To make a CD, polycarbonate is heated in a cylinder, squirted out in CD-sized globs from an injection mold and shaped. Then, it is impressed with tiny bumps that are just over a millionth of a meter from one another. These bumps represent the digital code of the music itself, and they form a long spiral which would be 3.5 miles long if it were spread out.
After the polycarbonate, now "pitted" with digital code, has cooled, it is coated with a metal and then sprayed with acrylic.
The process is done in a room with a constant temperature of 70 degrees and 50 percent humidity.
"It's a great place to be during allergy season," said O'Malley.
Inside that room, the machine that makes CDs contains "hyperfiltered" air with no more than 100 dust particles in a cubic foot. Both CDs and DVDs are read by a laser, through the polycarbonate -- so the plastic must be clear. A dust speck is like a boulder on a CD that isn't yet finished.
The Bayer lab also is newly equipped to do research and development for DVDs -- digital versatile discs. DVDs, which are used to store movies as well as music, are made through a process that is similar to that of making CDs. But DVDs are thinner than CDs, and they are double-sided to hold more data. They also have tinier pits in the plastic that are even closer together -- and more pits means higher sound quality.
One mission for the scientists is to ensure the material melts down and hardens as efficiently and predictably as possible, so nearly every CD turns out perfectly.
"If the viscosity of the material varies, you see that in the quality of the disc," said Pisipati. And every CD must be perfect, or it can't be sold.
Perfection rates can be as high as 98 percent at CD manufacturing plants, meaning only two CDs out of 100 will be pitched. Contraptions such with names such as "Dr. Schenk Inspector" and "Prometeus" test the properties of CDs and DVDs that are far too tiny for the human eye. Every CD sold to consumers is tested individually.
But this perfection is cheap for record labels that sell finished CDs, such as RCA Records, Aguilera's label.
"It is common knowledge that the cost of making a CD -- all ready to go and lacking only a bar code -- is about 75 cents," said Pisipati.

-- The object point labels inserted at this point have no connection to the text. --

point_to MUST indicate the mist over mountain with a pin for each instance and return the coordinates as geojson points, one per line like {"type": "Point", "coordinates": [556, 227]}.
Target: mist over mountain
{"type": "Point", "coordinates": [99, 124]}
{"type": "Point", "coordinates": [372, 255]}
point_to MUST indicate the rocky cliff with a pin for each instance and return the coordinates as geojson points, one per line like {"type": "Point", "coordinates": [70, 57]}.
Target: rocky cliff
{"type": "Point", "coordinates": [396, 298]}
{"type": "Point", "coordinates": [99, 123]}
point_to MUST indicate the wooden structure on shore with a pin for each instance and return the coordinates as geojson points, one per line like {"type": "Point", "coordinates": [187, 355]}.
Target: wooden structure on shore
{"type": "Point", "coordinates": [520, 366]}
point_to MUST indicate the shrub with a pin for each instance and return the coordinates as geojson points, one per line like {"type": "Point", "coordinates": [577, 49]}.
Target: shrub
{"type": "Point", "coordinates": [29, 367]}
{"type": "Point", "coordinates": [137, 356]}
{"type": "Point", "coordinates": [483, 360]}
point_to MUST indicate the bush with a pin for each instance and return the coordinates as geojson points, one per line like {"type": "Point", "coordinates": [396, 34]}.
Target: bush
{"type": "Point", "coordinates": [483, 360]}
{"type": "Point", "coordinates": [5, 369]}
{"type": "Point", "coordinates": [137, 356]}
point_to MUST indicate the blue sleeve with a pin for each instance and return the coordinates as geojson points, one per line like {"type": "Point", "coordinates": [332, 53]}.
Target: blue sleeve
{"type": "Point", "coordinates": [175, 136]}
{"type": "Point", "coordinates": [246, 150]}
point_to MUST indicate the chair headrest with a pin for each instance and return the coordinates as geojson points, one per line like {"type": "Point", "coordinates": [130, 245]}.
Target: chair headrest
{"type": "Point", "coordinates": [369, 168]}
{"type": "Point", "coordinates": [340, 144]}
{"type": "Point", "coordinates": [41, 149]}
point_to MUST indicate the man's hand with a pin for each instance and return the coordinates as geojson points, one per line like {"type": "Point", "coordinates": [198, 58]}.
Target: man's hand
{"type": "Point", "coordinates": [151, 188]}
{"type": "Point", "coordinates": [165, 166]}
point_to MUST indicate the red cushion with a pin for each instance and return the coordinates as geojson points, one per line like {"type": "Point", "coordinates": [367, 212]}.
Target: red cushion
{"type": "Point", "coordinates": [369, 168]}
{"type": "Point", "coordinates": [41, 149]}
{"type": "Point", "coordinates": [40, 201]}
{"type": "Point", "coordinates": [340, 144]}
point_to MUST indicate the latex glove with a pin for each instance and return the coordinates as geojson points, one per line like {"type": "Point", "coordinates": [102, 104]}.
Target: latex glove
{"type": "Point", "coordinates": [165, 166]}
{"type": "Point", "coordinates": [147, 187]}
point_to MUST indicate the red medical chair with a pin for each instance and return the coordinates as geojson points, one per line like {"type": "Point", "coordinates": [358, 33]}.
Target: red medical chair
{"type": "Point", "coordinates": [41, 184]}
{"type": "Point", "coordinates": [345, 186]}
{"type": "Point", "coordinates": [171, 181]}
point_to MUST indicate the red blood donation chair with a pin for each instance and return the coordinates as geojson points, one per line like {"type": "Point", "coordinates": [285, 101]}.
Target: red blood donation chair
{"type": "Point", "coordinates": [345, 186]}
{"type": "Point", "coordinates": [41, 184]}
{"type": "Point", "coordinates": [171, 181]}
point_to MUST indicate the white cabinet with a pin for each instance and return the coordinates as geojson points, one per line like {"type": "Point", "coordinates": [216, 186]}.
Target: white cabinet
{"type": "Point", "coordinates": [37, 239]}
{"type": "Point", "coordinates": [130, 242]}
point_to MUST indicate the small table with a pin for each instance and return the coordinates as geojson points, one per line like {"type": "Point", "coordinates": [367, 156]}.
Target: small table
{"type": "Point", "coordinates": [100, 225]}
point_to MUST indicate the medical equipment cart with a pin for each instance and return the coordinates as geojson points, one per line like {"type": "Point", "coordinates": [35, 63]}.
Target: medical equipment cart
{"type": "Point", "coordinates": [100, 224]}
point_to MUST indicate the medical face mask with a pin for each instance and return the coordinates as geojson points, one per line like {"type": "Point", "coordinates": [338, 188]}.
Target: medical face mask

That price refers to CDs that are mass-produced. For a more moderate quantity, manufacturing costs are roughly two dollars per CD, estimated Holly Wilson, market manager for Polystyrene durables at Nova Chemicals Corp. in Moon.
Nova, also a Pittsburgh-based company, makes the material -- crystal polystyrene -- that is used to made CD cases, known as jewel boxes.
Nova gets 55 cents per pound for its crystal polystyrene, which its customers in turn make into six or seven jewel boxes that sell, wholesale, for about 15 to 20 cents each.
So the stuff that is used to make CDs -- and the cases that hold them -- costs very little. But that low cost doesn't include payment of royalties to the artist, the songwriters, the label, and other musicians and producers who recorded the music that winds up on a CD or DVD.